Still need to buy some things (spare tires,etc)...other than that it's just a matter of time.
(I'll work on figuring out how to post some pictures on this bloggy thing.)
On that note...time to unpack bike box and reassemble me velo and sort out all the gear...
Wednesday, June 6, 2007
QAF (Questions Asked Frequently)
1. "How many miles is the who thing and how long will it take you?" - VDOT sign turner
"It's about 4,426 miles and I should be done by August 5th..." - Michael
2. "What if it rains?" - Eeore
"Then I get wet." - Michael
3. "Are you going to bring a knife or a gun?" - Chuck Norris
"Eh...no. Guns scare me and the only knife-like object I'll have is the handle to my spork." - Michael (I'll have pepper spray though...just as good right?)
4. "Why are you doing this by yourself?" - The Lone Ranger
"Because no one else has expressed interest in going and the timing didn't time out right." - Michael
5. "Is there a specific route you'll be following?" - Christopher Columbus
"Yes. Adventure Cycling Association issued maps, and are the ones who started the whole thing back in 1976. Anyways, I have their lovely color maps and having scheduled getting lost into my daily routine...yet. Maps are very organized, show mileage in each grid, an elevation profile, what each town contains (library, food store, etc), places to camp and avg rainfall/temp throughout the year for that area." -Michael
6. "Where are you going to sleep?" - Hotel Clerk
"Bringing along tent and plan on settin up camp in a designated campsite or anywhere else I can manage to pitch a tent without being labeled as a trespasser." -Michael
7. "How much gear will you be taking?" -My Bike Racks
" Carrying about 20-25 lbs of gear. Will have handlebar bag and two panniers in back with ability to load gear ontop of seatpost rack. Main gear I'll be taking are various forms of clothing, cooking stove, tent/sleeping bag/sleeping pad, water/food, spare parts...and most importantly...fly-rod and some flies." -Michael
...well, ya'll get the idea.
Bike is gettin dropped off and boxed up on Tuesday, June 12th and mailed off via UPS the next day.
That's all I got for now.
Friday, June 1, 2007
Lettin the Picture do the talking...
Aeroplane will be jumping off the landing strip in Dulles Aero-port come 3:30 pm, June 19th (Tuesday, for folks who don't have the month of June memorized quite yet.)

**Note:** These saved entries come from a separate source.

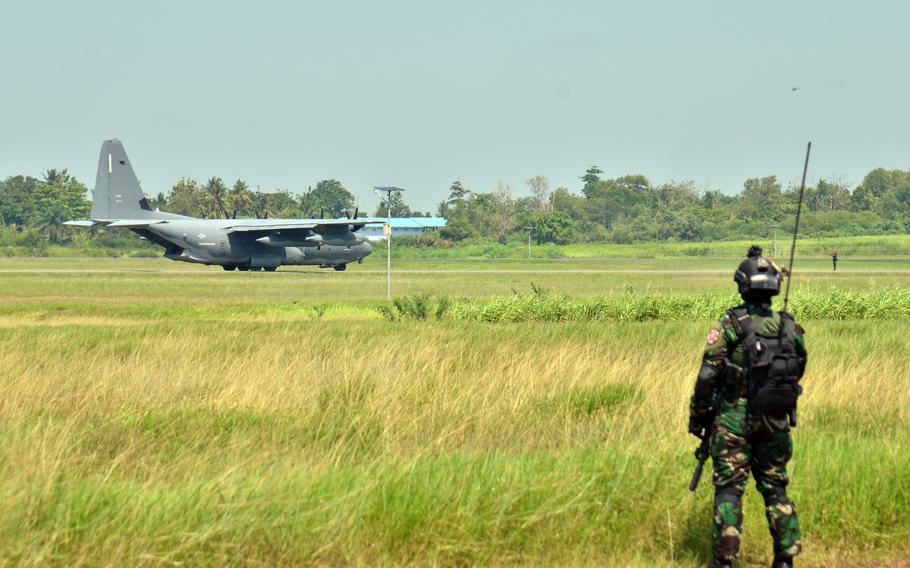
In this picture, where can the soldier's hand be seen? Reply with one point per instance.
(696, 426)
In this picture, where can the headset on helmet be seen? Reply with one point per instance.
(757, 277)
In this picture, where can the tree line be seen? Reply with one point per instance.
(631, 209)
(624, 209)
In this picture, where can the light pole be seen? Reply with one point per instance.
(388, 191)
(774, 239)
(529, 229)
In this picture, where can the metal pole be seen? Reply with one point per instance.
(388, 272)
(799, 210)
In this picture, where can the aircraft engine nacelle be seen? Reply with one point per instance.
(341, 238)
(281, 241)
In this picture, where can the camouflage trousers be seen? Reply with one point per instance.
(762, 444)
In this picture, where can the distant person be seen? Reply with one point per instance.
(746, 388)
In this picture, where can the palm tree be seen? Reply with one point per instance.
(241, 198)
(57, 177)
(217, 193)
(50, 221)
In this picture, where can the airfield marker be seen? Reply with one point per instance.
(388, 233)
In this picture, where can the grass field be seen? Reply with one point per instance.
(154, 413)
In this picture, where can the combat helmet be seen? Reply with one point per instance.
(757, 277)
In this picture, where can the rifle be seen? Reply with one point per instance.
(701, 454)
(799, 210)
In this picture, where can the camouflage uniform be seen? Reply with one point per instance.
(742, 442)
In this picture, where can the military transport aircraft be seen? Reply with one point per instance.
(241, 244)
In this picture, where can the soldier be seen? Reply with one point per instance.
(746, 388)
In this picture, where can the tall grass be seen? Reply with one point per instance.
(836, 304)
(256, 442)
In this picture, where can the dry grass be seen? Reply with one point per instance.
(260, 442)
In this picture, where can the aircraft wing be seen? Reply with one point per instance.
(305, 225)
(127, 223)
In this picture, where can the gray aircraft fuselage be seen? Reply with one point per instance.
(206, 241)
(243, 244)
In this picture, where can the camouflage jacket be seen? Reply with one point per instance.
(723, 345)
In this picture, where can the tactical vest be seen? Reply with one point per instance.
(773, 365)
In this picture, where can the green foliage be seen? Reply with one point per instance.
(835, 304)
(417, 307)
(329, 197)
(590, 401)
(397, 206)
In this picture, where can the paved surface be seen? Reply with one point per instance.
(286, 270)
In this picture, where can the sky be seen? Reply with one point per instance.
(420, 93)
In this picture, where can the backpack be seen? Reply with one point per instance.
(774, 367)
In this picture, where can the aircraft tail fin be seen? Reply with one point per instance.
(117, 194)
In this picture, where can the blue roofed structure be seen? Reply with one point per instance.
(404, 226)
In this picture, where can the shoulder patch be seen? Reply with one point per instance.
(713, 336)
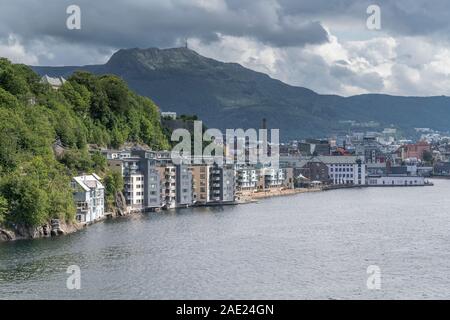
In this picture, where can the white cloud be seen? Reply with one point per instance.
(12, 49)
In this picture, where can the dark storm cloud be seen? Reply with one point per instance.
(138, 23)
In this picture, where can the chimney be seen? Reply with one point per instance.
(264, 123)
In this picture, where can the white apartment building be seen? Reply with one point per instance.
(247, 179)
(89, 195)
(347, 170)
(273, 178)
(395, 181)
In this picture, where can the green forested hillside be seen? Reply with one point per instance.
(227, 95)
(88, 109)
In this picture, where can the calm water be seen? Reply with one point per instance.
(315, 245)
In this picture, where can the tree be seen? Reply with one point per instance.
(3, 209)
(29, 203)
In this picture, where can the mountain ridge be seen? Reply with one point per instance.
(228, 95)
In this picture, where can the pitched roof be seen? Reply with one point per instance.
(57, 82)
(89, 182)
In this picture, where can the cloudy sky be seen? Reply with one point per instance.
(324, 45)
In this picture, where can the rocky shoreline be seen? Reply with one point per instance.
(56, 227)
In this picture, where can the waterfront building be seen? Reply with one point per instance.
(314, 147)
(168, 176)
(289, 181)
(414, 150)
(271, 178)
(116, 154)
(313, 169)
(200, 181)
(246, 179)
(89, 195)
(133, 183)
(222, 184)
(395, 181)
(345, 170)
(184, 191)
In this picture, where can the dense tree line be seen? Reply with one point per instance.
(86, 110)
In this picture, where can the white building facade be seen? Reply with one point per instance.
(345, 170)
(89, 195)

Revisions of trip have been taking place, day in and day out, day out and day in...I've managed to map out the miles as to land me in the Atlantaic Ocean on August 5th (Sunday, for folks who dont' have....yeh). Start date may be anywhere from the 21st - 23rd...all depends whether or not Joel Koberstein can ride the first two days with me. If so then we'll start on Fri or Sat...if not then I'll just start on the original date of June 21.